Study: Tort Claims Climb

In 2002 tort costs in the U.S. translated into $809 per U.S. citizen or $233 billion. That's a $27.4 billion increase over 2001, according to the U.S. Tort Costs: 2003 Update by Tillinghast - Towers Perrin. Additionally, costs could soar to $1,000 per citizen by 2005. The study, which tracks the cost of the U.S. tort system back to 1950, also found that the biggest contributor to the rise in tort costs was liabilities linked to asbestos claims ($11 billion). Other contributing factors: class action lawsuits and large claim awards, an increase in the number and size of shareholder lawsuits against boards of directors, an increase in medical cost inflation leading to higher costs of personal injury claims and medical malpractice lawsuits.
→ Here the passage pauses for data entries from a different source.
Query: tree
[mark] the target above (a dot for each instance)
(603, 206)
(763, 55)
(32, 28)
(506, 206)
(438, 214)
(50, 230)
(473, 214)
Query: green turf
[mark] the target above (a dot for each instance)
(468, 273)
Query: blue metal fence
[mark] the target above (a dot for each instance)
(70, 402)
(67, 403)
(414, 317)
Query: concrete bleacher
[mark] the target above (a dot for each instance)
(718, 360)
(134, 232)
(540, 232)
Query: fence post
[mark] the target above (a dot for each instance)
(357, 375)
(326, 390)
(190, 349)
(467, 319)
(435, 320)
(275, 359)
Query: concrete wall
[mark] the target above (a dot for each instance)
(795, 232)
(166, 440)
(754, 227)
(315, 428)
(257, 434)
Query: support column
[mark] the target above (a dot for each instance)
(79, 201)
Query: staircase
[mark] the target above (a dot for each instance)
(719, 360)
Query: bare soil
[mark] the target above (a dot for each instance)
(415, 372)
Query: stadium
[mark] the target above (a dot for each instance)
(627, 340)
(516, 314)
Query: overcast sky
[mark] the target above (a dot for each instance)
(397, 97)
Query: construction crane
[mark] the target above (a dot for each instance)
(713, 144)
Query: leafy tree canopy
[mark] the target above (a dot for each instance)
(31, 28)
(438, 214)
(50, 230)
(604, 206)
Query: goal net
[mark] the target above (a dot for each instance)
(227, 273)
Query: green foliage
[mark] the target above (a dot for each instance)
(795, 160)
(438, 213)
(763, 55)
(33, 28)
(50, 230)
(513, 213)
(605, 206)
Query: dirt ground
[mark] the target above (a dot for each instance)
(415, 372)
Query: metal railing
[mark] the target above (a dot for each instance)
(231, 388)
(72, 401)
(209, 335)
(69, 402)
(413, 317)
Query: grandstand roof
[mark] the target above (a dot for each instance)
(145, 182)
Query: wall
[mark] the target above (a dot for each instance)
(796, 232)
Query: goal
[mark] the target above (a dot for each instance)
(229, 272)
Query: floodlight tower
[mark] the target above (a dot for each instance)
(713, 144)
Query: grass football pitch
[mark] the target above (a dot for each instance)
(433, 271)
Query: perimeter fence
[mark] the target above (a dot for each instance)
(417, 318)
Other findings:

  • As of 2002, U.S. tort costs accounted for 2.23% of GDP, the highest cost-to-GDP ratio since 1990.
  • While the cost of the U.S. tort system has increased a hundred-fold over the last 50 years, GDP has grown by a factor of only 35, and population has grown by a factor of less than two.
  • Tort costs increased by a total of 30% in the last two years -- the largest two-year increase since 1986/1987.
"The spike in tort cost growth during the past two years is like nothing we've seen in the last 15 years," says Jeanne Hollister of Tillinghast. "In the past, the government and industry responded with tort reform measures, public opinion campaigns against excessive jury awards, a greater focus on safety and risk management, and changes in insurance company claim practices. The current surge in tort costs may lead to similar reactions in the near future."